Using data from the Cosmic Ray Telescope for the Effects of Radiation (CRaTER) on NASA’s Lunar Reconnaissance Orbiter, the research found that a 30-year-old male astronaut could spend about 400 days in space—roughly the duration of a mission to Mars and back— before he exceeded NASA’s limits on safe exposure to cosmic rays. A female astronaut of the same age would hit that limit in just under 300 days. CRaTER’s “tissue-equivalent plastic,” a material that mimics human muscle, measures the effects of radiation dosage over time.
The issue, Schwadron explains, is that we’re currently experiencing an abnormally long period of weak solar activity. An active sun has frequent sunspots, which intensify the sun’s magnetic field.
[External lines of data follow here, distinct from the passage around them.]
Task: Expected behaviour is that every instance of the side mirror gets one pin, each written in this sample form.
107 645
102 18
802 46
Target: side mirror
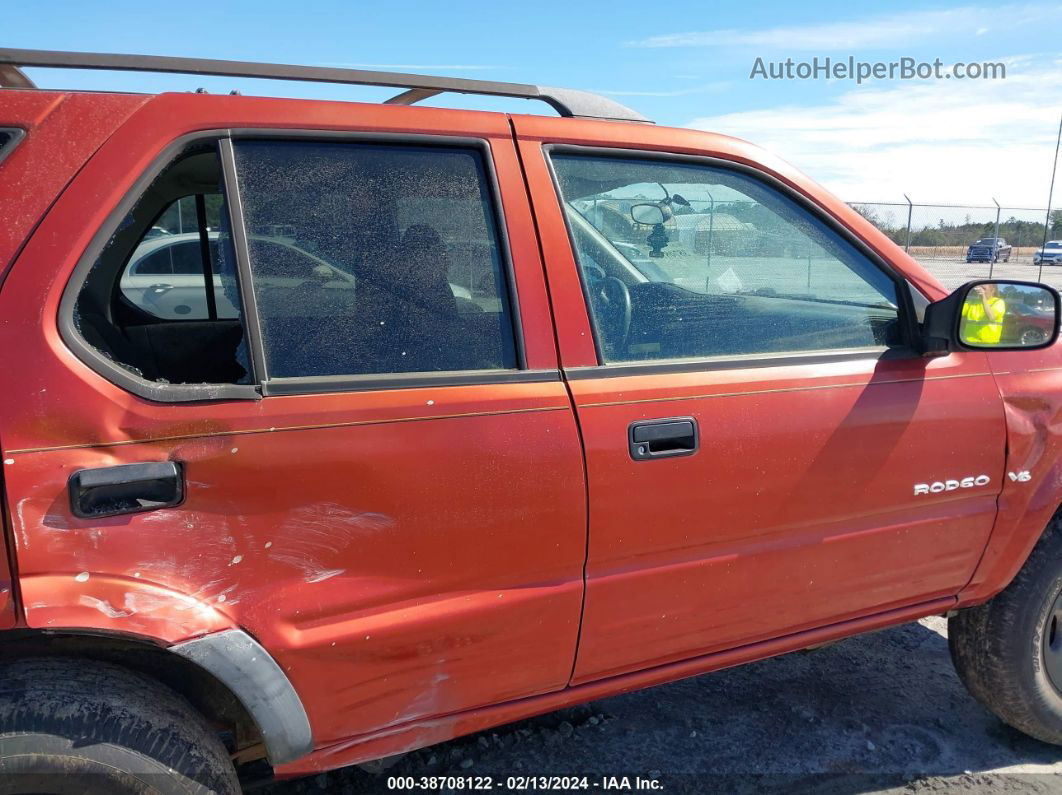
650 213
993 315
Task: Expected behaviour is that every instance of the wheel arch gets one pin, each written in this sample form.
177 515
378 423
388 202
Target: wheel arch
227 676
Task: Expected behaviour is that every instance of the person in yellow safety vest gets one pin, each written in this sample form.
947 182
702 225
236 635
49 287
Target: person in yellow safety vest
982 315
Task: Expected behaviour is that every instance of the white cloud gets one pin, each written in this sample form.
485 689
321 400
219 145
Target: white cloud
707 88
874 32
959 141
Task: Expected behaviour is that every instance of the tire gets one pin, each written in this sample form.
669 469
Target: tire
998 647
79 726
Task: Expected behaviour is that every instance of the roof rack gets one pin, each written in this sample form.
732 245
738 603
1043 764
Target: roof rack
566 101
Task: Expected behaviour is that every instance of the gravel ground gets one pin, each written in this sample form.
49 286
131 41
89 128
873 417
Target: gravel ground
883 712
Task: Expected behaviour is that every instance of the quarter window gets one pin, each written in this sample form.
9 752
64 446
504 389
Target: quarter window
373 259
682 260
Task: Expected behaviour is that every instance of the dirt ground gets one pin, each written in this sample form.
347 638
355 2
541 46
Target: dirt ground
878 713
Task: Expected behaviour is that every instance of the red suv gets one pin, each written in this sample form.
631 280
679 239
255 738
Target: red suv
335 430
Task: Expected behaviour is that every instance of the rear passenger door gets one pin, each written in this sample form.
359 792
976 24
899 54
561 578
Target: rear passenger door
388 491
754 412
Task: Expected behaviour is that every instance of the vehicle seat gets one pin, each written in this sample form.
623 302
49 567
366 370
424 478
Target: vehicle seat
91 320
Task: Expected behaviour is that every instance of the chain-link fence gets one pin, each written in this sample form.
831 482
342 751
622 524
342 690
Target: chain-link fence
954 242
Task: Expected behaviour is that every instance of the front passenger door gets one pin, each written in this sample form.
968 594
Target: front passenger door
756 417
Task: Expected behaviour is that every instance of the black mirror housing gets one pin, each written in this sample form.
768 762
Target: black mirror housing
993 315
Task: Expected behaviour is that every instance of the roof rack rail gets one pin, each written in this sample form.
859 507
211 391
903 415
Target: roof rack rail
565 101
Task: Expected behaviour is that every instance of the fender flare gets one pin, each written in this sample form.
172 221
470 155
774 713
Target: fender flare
243 666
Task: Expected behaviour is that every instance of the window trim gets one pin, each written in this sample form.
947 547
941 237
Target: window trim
908 327
17 136
167 393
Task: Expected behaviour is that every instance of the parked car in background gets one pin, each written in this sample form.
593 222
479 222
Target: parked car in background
285 498
989 249
1049 255
1027 324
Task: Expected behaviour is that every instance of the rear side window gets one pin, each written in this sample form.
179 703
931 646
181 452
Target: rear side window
165 276
9 139
373 258
146 306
That magnetic field is dragged out through the solar system by the solar wind and deflects galactic cosmic rays away from the solar system—and from any astronauts in transit.
For most of the space age, the sun’s activity ebbed and flowed like clockwork in 11-year cycles, with six- to eight-year lulls in activity, called solar minimum, followed by two- to three-year periods when the sun is more active.
“However, starting in about 2006, we observed the longest solar minimum and weakest solar activity observed in the space age,” says Schwadron. “There’s been a sustained change in the way the sun is behaving. Over time, it’s become increasingly clear that the space environment is not returning to normal.”
The possibility that this current extended solar minimum could be part of a long-term trend prompted Schwadron and his colleagues—including UNH researchers Colin Joyce, Marty Quinn, Charles Smith, Sonya Smith, Harlan Spence and Jody Wilson, all of EOS—to probe its implications on long-term space travel.
Schwadron presents these results, which were the capstone article of a special CRaTER-focused issue of Space Weather, with the characteristic caution of a scientist. Deeper understanding of this unusually prolonged solar minimum will better inform NASA on the risks to astronauts engaged in long-term space travel.
Nonetheless, Schwadron says that while these solar conditions “are not necessarily a showstopper for long-duration missions to the moon, an asteroid, or even Mars, galactic cosmic ray radiation in particular remains a significant and worsening factor that limits mission durations.”